Bay St. Louis city councilmen Joey Boudin and Lonnie Falgout on Tuesday's pointedly questioned Mayor Les Fillingame on the city's financial reserves.
"How quickly are we going to see a turn-around on these funds?" Boudin asked in reference to funds taken from the general reserve fund.
"We are looking at three to four week turn-around," Fillingame said. "We are just now getting in our revenues for this month. Our biggest issues are in the utility fund. We are 15-20 percent under projections. We had no winter and a wet summer so far.
"Cash-flow is the biggest concern we knew it would be a struggle this fiscal year," Fillingame added.
"How do you see us coming in at the end of this fiscal year?" Falgout asked.
"We'll be on it," Fillingame responded.
At the July 2 city council meeting, Joey Boudin opposed Fillingame's use of the city's reserves to fund the Main Street lighting project. Falgout and Councilman Mike Favre also voted against the proposal. It was approved by a vote of four to three to use the general reserve.

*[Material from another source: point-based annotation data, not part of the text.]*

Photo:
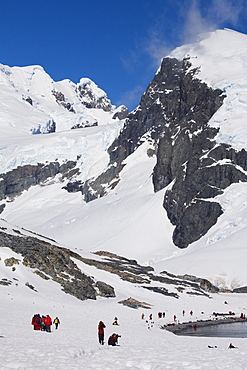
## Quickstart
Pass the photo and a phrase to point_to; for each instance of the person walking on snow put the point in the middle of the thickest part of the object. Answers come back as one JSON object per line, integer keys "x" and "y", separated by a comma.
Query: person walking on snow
{"x": 101, "y": 328}
{"x": 113, "y": 339}
{"x": 56, "y": 322}
{"x": 48, "y": 323}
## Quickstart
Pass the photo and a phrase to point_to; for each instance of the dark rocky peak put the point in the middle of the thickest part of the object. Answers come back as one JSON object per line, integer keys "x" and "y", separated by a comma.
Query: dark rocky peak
{"x": 92, "y": 96}
{"x": 61, "y": 100}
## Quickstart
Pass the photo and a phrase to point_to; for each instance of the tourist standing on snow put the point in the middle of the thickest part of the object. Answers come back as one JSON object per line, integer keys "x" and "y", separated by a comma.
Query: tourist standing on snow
{"x": 56, "y": 322}
{"x": 43, "y": 323}
{"x": 101, "y": 328}
{"x": 48, "y": 323}
{"x": 36, "y": 322}
{"x": 113, "y": 339}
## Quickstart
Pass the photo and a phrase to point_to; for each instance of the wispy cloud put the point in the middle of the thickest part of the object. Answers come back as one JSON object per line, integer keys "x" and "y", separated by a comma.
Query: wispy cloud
{"x": 200, "y": 18}
{"x": 130, "y": 98}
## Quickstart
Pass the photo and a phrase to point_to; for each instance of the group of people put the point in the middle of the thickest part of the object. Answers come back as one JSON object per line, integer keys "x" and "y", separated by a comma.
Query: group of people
{"x": 113, "y": 339}
{"x": 44, "y": 323}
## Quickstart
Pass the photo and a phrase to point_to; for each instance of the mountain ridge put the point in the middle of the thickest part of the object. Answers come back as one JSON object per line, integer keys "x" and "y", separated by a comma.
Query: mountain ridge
{"x": 170, "y": 144}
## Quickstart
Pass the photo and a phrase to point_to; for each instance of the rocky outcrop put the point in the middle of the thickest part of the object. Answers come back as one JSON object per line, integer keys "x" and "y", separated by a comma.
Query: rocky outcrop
{"x": 55, "y": 263}
{"x": 14, "y": 182}
{"x": 90, "y": 96}
{"x": 174, "y": 112}
{"x": 51, "y": 262}
{"x": 60, "y": 99}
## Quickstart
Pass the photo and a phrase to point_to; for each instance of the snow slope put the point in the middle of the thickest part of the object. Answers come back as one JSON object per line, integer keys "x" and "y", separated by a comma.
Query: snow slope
{"x": 221, "y": 57}
{"x": 131, "y": 220}
{"x": 143, "y": 345}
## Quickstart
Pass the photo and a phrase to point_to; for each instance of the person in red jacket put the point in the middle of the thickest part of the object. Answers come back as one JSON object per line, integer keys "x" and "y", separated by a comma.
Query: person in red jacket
{"x": 36, "y": 322}
{"x": 101, "y": 328}
{"x": 48, "y": 323}
{"x": 113, "y": 339}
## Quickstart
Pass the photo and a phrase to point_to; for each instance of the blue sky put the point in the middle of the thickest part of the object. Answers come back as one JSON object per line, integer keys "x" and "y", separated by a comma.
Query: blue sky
{"x": 117, "y": 43}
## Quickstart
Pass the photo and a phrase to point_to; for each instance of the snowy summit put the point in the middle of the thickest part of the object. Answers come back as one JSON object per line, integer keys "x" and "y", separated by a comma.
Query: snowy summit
{"x": 106, "y": 213}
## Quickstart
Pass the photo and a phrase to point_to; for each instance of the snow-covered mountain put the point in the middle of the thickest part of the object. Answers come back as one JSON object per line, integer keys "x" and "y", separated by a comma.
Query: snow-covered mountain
{"x": 104, "y": 210}
{"x": 183, "y": 147}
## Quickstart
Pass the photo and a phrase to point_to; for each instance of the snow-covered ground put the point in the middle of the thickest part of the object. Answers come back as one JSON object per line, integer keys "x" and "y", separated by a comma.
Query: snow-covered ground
{"x": 129, "y": 221}
{"x": 142, "y": 346}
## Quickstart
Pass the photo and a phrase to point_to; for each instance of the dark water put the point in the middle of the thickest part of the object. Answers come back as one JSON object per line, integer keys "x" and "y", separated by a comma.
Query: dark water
{"x": 234, "y": 330}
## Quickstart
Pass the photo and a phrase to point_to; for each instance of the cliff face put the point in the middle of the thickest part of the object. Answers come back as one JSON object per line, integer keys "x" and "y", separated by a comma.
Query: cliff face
{"x": 175, "y": 111}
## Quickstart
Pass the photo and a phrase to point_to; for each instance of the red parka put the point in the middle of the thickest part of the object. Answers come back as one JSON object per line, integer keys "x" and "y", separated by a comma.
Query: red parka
{"x": 101, "y": 328}
{"x": 47, "y": 320}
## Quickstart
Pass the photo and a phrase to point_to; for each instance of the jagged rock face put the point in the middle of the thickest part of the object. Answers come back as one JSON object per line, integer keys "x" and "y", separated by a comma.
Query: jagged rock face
{"x": 22, "y": 178}
{"x": 92, "y": 100}
{"x": 175, "y": 111}
{"x": 188, "y": 155}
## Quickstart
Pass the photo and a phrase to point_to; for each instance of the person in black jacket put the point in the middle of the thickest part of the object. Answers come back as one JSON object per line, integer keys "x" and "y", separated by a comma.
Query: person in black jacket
{"x": 113, "y": 339}
{"x": 101, "y": 328}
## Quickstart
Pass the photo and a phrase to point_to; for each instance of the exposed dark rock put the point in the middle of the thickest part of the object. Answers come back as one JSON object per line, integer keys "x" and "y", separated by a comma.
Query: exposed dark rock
{"x": 242, "y": 289}
{"x": 161, "y": 290}
{"x": 84, "y": 124}
{"x": 52, "y": 261}
{"x": 30, "y": 286}
{"x": 90, "y": 100}
{"x": 5, "y": 282}
{"x": 11, "y": 261}
{"x": 105, "y": 290}
{"x": 60, "y": 99}
{"x": 14, "y": 182}
{"x": 175, "y": 111}
{"x": 133, "y": 303}
{"x": 29, "y": 100}
{"x": 121, "y": 114}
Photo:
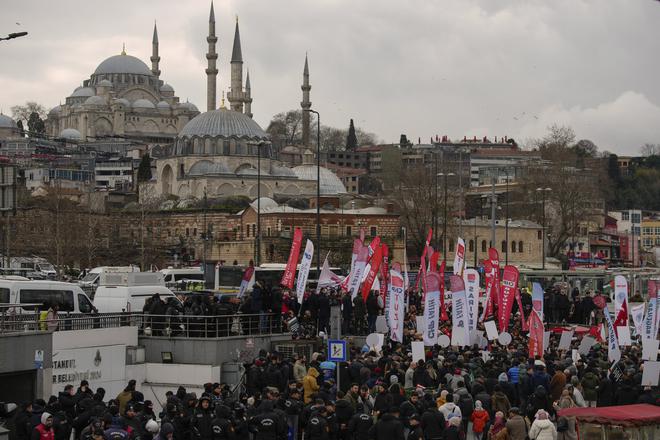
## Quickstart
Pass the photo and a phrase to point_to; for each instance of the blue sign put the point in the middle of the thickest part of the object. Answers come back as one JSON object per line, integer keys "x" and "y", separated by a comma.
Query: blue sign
{"x": 337, "y": 350}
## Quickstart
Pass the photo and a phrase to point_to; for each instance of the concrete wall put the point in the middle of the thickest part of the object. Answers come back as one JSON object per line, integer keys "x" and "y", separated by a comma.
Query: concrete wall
{"x": 207, "y": 351}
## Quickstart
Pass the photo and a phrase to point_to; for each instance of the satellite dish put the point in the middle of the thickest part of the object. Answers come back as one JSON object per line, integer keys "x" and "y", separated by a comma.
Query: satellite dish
{"x": 444, "y": 341}
{"x": 504, "y": 338}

According to the the Mississippi State Auditor's Municipal Accounting Guide, a municipal reserve fund is defined as: "A fund to hold money in reserve for other funds for a fiscal year's unanticipated expenditures which were otherwise not budgeted. These funds may only be spent by board order for reserve purposes and as limited by the source of the reserve fund revenue. Interest earned on fund investments must be credited to the reserve fund. Legal expenditures shall be made from the fund upon requisition of the governing authorities of a municipality, spread on the minutes and signed by the mayor of the municipality, the secretary of the mayor, or the president of the city council or board of alderman. A municipality may deposit funds as needed into its reserve fund." (Section 21-35-22, Miss Code Ann. (1972))

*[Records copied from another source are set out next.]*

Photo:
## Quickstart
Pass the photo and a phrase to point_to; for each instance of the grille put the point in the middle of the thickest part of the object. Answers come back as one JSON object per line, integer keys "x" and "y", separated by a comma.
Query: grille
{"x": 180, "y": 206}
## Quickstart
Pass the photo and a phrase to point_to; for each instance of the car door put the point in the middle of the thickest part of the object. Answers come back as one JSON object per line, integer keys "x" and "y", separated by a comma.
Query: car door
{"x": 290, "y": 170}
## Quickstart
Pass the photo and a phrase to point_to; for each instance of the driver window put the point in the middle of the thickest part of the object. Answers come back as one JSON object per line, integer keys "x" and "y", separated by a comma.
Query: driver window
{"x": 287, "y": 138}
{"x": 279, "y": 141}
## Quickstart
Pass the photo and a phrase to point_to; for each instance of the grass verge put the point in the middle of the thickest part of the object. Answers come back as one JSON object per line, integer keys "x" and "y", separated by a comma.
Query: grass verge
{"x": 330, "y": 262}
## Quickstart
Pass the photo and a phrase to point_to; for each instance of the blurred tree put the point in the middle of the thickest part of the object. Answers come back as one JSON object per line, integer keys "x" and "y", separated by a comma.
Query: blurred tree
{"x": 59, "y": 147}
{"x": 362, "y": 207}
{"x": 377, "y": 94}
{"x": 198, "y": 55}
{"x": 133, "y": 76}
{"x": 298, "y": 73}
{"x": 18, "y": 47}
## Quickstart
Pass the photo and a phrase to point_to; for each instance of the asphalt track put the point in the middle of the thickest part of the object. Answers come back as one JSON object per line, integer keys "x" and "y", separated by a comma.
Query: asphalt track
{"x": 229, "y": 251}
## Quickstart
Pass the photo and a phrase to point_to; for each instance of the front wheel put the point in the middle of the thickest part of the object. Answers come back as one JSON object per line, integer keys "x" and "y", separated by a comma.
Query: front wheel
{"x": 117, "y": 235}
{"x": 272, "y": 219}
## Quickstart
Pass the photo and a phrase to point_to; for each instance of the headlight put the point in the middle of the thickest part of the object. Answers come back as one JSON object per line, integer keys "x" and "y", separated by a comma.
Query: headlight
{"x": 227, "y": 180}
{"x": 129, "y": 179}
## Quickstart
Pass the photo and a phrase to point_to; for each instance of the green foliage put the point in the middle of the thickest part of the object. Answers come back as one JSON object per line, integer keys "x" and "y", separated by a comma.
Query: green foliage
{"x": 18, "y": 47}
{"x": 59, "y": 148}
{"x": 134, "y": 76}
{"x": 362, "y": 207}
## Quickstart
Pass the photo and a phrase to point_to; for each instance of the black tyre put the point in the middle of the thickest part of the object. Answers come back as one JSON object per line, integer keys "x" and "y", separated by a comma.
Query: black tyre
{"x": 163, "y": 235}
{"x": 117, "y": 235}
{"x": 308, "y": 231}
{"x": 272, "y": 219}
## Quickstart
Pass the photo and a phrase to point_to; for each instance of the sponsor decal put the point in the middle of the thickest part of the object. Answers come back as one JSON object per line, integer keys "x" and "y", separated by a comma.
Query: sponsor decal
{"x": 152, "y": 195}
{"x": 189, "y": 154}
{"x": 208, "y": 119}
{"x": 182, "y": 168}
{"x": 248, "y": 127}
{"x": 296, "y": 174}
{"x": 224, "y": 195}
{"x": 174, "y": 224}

"There is no set dollar amount. It varies greatly depending on the municipality," said Emily McNeil, CPA, manager, Technical Assistance Division, of the state auditor's office.

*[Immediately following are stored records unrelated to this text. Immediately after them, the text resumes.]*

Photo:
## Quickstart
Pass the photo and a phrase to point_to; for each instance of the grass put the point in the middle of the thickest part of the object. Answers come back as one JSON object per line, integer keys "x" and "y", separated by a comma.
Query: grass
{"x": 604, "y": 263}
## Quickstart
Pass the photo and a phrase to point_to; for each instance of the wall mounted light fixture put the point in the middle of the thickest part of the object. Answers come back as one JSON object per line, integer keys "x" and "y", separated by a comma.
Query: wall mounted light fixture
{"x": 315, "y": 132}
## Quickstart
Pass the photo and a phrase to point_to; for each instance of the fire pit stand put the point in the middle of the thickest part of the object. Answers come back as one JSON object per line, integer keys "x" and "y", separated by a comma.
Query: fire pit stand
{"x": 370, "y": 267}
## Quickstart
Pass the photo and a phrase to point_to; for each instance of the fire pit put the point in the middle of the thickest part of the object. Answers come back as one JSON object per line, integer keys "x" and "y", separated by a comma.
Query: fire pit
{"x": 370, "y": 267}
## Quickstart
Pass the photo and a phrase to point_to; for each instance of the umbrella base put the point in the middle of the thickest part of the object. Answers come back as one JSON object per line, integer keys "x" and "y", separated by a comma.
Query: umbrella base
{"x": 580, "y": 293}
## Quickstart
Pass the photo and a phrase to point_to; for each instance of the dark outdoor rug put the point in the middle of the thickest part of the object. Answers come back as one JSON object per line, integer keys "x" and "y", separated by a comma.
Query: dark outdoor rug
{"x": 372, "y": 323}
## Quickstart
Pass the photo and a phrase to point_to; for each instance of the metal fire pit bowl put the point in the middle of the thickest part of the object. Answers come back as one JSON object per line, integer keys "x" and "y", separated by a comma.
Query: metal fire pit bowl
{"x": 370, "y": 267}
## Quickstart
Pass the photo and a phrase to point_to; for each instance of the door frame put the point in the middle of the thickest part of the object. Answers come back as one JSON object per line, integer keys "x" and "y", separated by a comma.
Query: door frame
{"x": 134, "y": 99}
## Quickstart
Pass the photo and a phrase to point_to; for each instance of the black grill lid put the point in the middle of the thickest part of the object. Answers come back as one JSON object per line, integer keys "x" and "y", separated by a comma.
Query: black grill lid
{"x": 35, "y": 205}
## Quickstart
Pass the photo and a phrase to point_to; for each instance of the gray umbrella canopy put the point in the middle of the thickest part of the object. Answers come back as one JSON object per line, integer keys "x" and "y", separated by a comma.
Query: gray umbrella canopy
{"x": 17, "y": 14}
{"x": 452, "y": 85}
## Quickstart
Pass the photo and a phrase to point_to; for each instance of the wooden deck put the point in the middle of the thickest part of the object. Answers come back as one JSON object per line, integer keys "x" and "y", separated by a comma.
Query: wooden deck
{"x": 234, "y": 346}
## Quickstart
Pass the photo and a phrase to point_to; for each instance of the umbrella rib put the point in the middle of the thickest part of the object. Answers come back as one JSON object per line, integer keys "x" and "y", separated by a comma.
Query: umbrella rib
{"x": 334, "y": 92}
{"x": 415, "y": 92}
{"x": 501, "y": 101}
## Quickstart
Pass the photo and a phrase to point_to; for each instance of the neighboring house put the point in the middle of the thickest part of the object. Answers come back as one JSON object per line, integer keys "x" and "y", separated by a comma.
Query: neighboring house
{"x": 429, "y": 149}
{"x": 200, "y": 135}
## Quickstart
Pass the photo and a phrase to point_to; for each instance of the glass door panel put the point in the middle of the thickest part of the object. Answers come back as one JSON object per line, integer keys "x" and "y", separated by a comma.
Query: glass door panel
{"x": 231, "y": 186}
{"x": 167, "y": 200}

Interviews with officials in neighboring cities revealed the following regarding their general reserve fund amounts:
Waveland: $2.4 million.
Long Beach : $2 million.
Pass Christian: $2.5 million.
Earlier this month, Fillingame said that Bay St. Louis had about $250,000 in it's general reserve fund. The amount requested from the general reserve to pay for the Main St. lighting project was about $233,000.
"There is only one reserve fund; the general reserve fund is used for emergencies, for example hurricanes or a major sewer problem," Pass Christian Mayor Chipper McDermott said last week. "I take care of the money I have. You spend what you take in, not more than."
"There are all kinds of reserve funds," Fillingame said Monday. "It all depends on what these funds are for. Bay St. Louis never had a true reserve fund. You always want to keep more operating capital, but sometimes there is just more trouble."
"We never had the need for a reserve fund, we always had cash balances to handle emergencies," said former Mayor Eddie Favre. "The city set it up a couple of years ago with the idea to put extra money away for a rainy day."
"Five years ago when I was elected, I was the first councilman to request bank statements," Boudin said last week. "The council is responsible for the budget, not the mayor if we run out of money, the citizens will look at us.
"We need to cut down on some central projects and lower the amount given to non-profits. They bring a great impact to the city, but I don't think it's measurable to the amount we put out.
"I think we should have at least two million in the reserve fund, like our neighboring cities. For a city this size, we need that much. I'm very impressed with the new council members, they are asking questions and that's a good thing."
In other action Tuesday:
Resident Chris Lagarde's Old Spanish Trail property was declared a menace to public health. Mr. Lagarde was given until Sept. 6 to remove any personal items that he would like to keep. After that time is up, the city has plans to come in and clean up the property.
Ron Thorp, of the Hancock Alliance for Good Government, requested
confirmation concerning the layoffs of part-time workers in the public works department.
"We have cut the hours of part-time workers in the beautification and grass cutting department from four to three days," Fillingame said. "This is due to the weather conditions and the budget going through the next two months ... . It's very temporary."
Fillingame said that various businesses in Bay St. Louis were among the top spots in the July/August issue of Mississippi Magazine. Among those listed in the Best of Mississippi issue were:
- Mockingbird Cafe, 4th for best coffee.
- The Buttercup, 4th for best breakfast.
- Bay Bridge Fest, 5th for best fair or festival.
- Bay St. Louis, 4th for best downtown area and best weekend trip.
- The Social Chair, 1st place for best gift shop.